Ponente: Luis Alberto Álvarez Parra

Actor: Lizeth Dahiana Hernández Torres·Demandado: Consejo Seccional De La Judicatura De Bogotá Y Otro

ACCIÓN DE TUTELA / EMERGENCIA ECONÓMICA Y SOCIAL / PANDEMIA / COVID 19 / PRÁCTICA JURÍDICA - Solicitud de certificación / AMPLIACIÓN DE TÉRMINOS PARA ATENDER LAS PETICIONES – Petición radicada durante la vigencia de la Emergencia Sanitaria / ACCIÓN DE TUTELA – Interpuesta antes del vencimiento del término para contestar la petición / AUSENCIA DE VULNERACIÓN DEL DERECHO DE PETICIÓN La Sala adelanta que, negará el amparo comoquiera que acción de tutela se presentó antes de que venciera el término con que contaba la administración para contestar la aludida solicitud, como pasa a explicarse: En efecto, se debe precisar que de conformidad con el artículo 5° del Decreto 491 de 28 de marzo de 2020 “Por el cual se adoptan medidas de urgencia para garantizar la atención y la prestación de los servicios por parte de las autoridades públicas y los particulares que cumplan funciones públicas y se toman medidas para la protección laboral y de los contratistas de prestación de servicios de las entidades públicas, en el marco del Estado de Emergencia Económica, Social y Ecológica”, los términos para resolver las peticiones se ampliaron.

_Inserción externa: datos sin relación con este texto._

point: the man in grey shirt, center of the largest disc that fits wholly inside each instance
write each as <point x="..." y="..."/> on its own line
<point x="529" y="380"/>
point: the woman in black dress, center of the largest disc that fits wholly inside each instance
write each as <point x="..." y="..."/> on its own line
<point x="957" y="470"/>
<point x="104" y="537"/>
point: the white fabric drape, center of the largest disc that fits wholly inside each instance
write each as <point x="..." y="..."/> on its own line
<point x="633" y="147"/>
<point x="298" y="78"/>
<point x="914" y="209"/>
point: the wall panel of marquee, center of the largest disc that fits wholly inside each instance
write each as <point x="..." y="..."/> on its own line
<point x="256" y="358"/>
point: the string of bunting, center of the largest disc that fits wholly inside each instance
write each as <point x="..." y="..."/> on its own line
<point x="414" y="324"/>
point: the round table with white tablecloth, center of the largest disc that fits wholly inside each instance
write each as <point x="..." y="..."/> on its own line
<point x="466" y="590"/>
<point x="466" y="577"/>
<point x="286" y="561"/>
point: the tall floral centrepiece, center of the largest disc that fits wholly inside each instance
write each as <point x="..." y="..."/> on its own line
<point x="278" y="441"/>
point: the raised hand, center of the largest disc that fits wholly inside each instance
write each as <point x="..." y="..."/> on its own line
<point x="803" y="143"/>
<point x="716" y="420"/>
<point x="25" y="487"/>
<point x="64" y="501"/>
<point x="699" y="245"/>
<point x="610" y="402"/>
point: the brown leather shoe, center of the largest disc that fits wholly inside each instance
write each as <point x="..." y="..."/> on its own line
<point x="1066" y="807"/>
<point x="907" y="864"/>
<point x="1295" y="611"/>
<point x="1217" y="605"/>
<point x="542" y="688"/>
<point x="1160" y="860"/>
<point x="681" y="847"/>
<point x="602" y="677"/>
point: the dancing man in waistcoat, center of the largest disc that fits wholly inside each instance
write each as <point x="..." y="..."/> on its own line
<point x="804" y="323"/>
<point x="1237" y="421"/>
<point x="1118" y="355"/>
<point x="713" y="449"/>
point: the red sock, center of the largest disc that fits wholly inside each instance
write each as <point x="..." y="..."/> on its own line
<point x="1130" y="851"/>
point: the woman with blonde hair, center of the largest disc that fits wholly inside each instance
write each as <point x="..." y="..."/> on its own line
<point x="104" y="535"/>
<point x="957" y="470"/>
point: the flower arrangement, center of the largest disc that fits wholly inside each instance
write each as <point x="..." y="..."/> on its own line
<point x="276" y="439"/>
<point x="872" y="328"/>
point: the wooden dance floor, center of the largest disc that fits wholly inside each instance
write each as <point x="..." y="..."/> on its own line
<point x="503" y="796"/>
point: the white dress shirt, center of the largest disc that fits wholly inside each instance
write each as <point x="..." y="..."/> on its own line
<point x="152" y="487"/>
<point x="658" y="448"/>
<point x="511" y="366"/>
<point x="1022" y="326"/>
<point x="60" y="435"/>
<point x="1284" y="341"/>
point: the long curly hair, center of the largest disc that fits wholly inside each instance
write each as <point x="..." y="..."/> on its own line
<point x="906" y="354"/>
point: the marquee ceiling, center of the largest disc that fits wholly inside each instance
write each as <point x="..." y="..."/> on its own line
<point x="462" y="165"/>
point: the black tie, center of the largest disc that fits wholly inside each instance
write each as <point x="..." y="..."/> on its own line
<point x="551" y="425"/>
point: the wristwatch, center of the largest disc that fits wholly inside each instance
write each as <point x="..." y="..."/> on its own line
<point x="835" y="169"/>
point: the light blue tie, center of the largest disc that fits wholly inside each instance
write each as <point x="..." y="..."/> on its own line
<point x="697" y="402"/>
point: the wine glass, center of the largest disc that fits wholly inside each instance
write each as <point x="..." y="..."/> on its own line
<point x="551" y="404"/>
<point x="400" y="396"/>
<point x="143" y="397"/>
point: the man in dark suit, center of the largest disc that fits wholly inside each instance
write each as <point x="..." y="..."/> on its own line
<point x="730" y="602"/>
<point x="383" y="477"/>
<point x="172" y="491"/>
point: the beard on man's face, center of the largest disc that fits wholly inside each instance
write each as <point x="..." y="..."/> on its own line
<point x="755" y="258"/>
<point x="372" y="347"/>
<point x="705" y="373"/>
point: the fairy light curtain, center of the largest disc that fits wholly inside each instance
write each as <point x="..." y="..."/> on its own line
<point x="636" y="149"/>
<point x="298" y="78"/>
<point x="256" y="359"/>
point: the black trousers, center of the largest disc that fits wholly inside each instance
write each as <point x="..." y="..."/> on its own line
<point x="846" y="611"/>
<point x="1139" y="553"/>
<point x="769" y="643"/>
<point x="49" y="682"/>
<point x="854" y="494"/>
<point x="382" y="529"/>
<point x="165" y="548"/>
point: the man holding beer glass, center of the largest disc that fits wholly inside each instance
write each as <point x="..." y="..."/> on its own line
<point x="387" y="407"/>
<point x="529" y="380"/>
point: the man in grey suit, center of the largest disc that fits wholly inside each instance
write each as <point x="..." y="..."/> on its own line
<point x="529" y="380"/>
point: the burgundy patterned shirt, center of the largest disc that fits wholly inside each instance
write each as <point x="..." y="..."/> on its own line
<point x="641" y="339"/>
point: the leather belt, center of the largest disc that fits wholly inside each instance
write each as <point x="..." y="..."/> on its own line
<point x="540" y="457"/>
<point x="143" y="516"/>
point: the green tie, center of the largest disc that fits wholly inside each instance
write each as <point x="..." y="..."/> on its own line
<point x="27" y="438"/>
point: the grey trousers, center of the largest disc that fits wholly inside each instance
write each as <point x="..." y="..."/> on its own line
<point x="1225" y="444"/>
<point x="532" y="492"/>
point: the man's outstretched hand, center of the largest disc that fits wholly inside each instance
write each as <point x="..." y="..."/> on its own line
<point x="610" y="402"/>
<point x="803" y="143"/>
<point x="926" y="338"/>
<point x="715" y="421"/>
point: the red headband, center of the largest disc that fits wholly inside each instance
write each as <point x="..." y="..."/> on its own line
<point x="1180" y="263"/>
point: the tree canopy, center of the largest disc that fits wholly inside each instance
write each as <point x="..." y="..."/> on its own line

(…) En ese orden, de conformidad con lo señalado por la actora, la petición se formuló el 17 de septiembre de 2020, esto es, en vigencia de la emergencia sanitaria declarada y prorrogada mediante las Resoluciones Nos. 385 de 12 de marzo de 2020, 844 de 26 de mayo de 2020 y 1462 de 25 de agosto de 2020 del Ministerio de Salud y Protección Social, y la solicitud de amparo se presentó en la Secretaría General del Tribunal Administrativo de Cundinamarca el 13 de octubre de 2020, esto es, antes de que venciera el plazo de 30 días para que la entidad accionada se pronunciara sobre la petición. Valga precisar que, en todo caso, la misma suerte correría si se entendiese como una solicitud de documentos, frente a la cual se amplió el término para contestar a 20 días, los cuales vencían el 16 de octubre de 2020.

FUENTE FORMAL: DECRETO 491 DE 28 DE 2020 - ARTÍCULO 5 CONSEJO DE ESTADO SALA DE LO CONTENCIOSO ADMINISTRATIVO SECCIÓN QUINTA Consejero ponente: LUIS ALBERTO ÁLVAREZ PARRA Bogotá, D. C., cinco (5) de noviembre de dos mil veinte (2020) Radicación número: 11001-03-15-000- 2020-04401-00(AC) Actor: LIZETH DAHIANA HERNÁNDEZ TORRES Demandado: CONSEJO SECCIONAL DE LA JUDICATURA DE BOGOTÁ Y OTRO Temas: Tutela de fondo - Niega amparo - Ampliación de términos durante la vigencia de la Emergencia Sanitaria.

SENTENCIA PRIMERA INSTANCIA Procede la Sala a resolver la acción de tutela formulada por Lizeth Dahiana Hernández Torres contra el Consejo Seccional de la Judicatura de Bogotá y la Unidad de Registro Nacional de Abogados y Auxiliares de la Justicia, de conformidad con lo establecido en los Decretos 2591 de 1991 y 1069 de 2015, modificado por el Decreto 1983 de 2017 y, en el Acuerdo 080 de 2019 de la Sala Plena de esta Corporación. I.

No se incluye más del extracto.